Этот исторический нарратив был абсолютно замкнут: развитие науки представляется в книге Гумилевского как сугубо национальный процесс. Даже инженерия имеет здесь национальную специфику: «передовая русская инженерия, для которой в силу особенностей исторического развития была характерна высокая активность, простота решений, глубокая творческая сознательность и способность внедрять в практику новейшие научные методы». Она развивается в специфических национальных условиях: «общественно-политический строй царской России лишал нашу инженерию возможности осуществлять большую часть передовых идей, проводить в жизнь гениальные по смелости и грандиозности замыслы, безукоризненно разработанные инженерно-технические проекты». Но даже когда эти замыслы и проекты, не имея возможности быть реализованными в России, реализуются за рубежом, оказывается, что и там они были воплощены в жизнь самими русскими: «русские идеи или осуществлялись нередко за границей самими русскими инженерами, или же чаще всего просто похищались беззастенчивыми иностранными предпринимателями. Русский приоритет в ряде научных открытий и технических изобретений замалчивался не только за границей, но и в самой России» (77). Наука и инженерная мысль в этой проекции лишены какого бы то ни было интернационального измерения. Единственная возможность для них за пределами страны – быть украденными. Абсурдной при таком подходе кажется сама идея конвертируемости, универсальности научного знания или инженерного открытия, научного обмена, взаимодействия и взаимовлияния.
В этом свете факт участия иностранных ученых (в особенности немцев) в развитии русской науки требовал объяснения.
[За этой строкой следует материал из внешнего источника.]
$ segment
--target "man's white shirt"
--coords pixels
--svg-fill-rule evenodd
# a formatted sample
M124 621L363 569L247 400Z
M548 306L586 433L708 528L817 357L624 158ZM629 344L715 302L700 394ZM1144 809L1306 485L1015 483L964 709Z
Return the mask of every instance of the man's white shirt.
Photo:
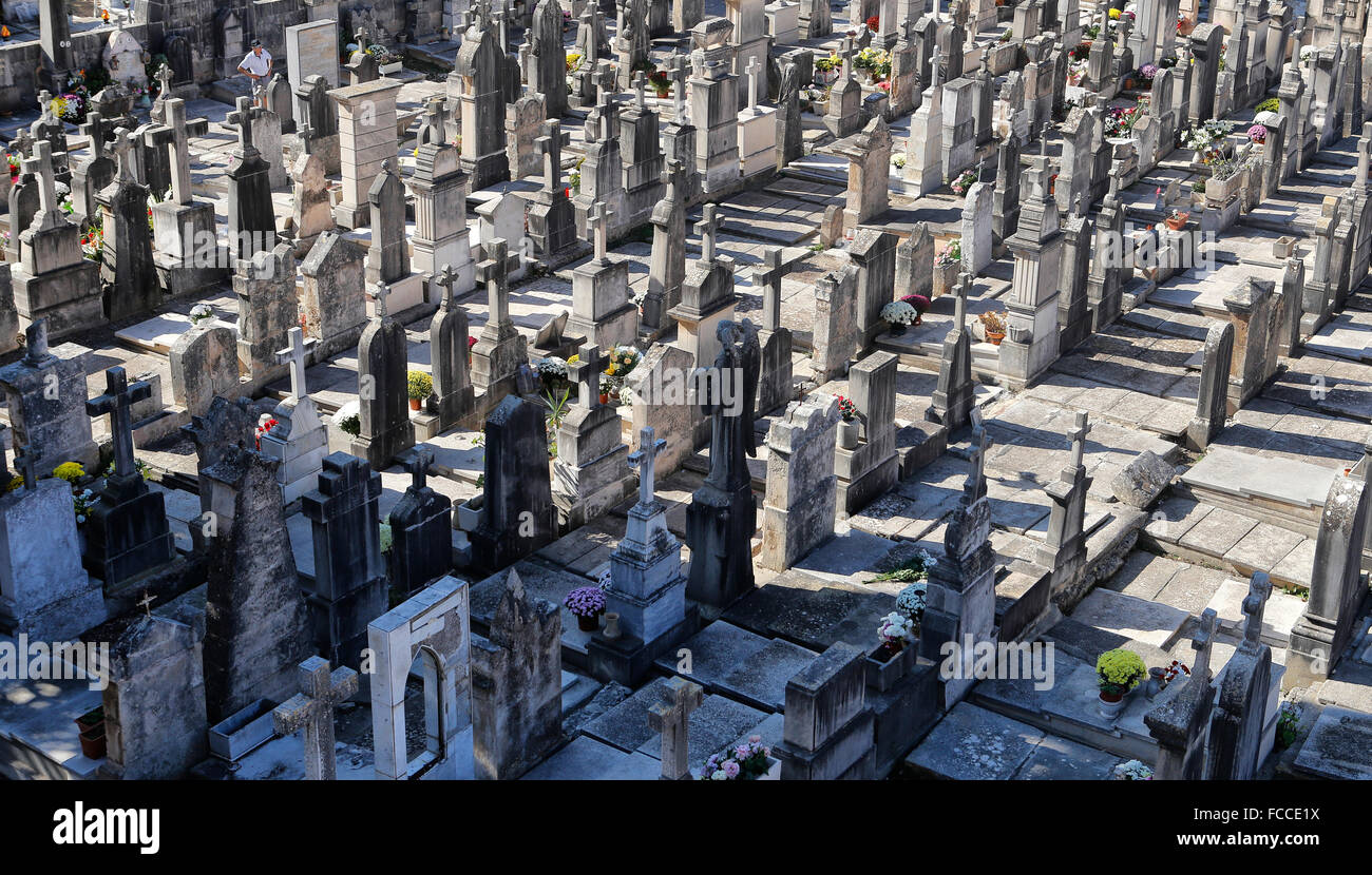
M272 69L272 53L266 49L262 49L261 55L248 52L248 56L239 66L254 75L266 75L268 70Z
Пытаясь осветить эту деликатную тему, Гумилевский пускался в пространные рассуждения о том, что, оказывается, «недоверие к иностранцам, все возраставшее на Руси, часто вызывалось ими самими, их тайным недоброжелательством или явной недобросовестностью». Приводя поданную Петру в 1701 году докладную записку об иностранцах «первого русского экономиста» Ивана Посошкова, писавшего, что «не прямые они нам доброхоты, того ради и учению их не весьма надобно верить, мню, что во всяком деле нас обманывают и ставят в совершенные дураки», Гумилевский утверждал, что «Посошков принадлежал к тем русским людям, которые, придерживаясь старых национальных начал, тем не менее ясно понимали, что Россия должна итти вперед своей собственной дорогой, ни в коем случае не копируя слепо западноевропейские образцы и не подлаживаясь под иноземную моду». Поэтому якобы Посошкову «первому открылись отрицательные последствия широкого привлечения Петром иностранцев в Россию». Если эти «недоброхоты» «не могли оказать существенного влияния на самобытный характер русской научной и технической мысли, то внушить известной части русского общества полупрезрительный, полуснисходительный взгляд на русскую технику и русскую науку им все-таки иногда удавалось». Именно этим объяснял Гумилевский сохранившиеся «неверные и несправедливые представления о первых русских инженерах как о „самоучках“ и о русском остром и глубоком уме как о „смекалке“ и „сметке“». В этом, полагал он, выразилось неверие в способность русской инженерной мысли к обобщению и «теоретическому обоснованию богатого опыта» (37).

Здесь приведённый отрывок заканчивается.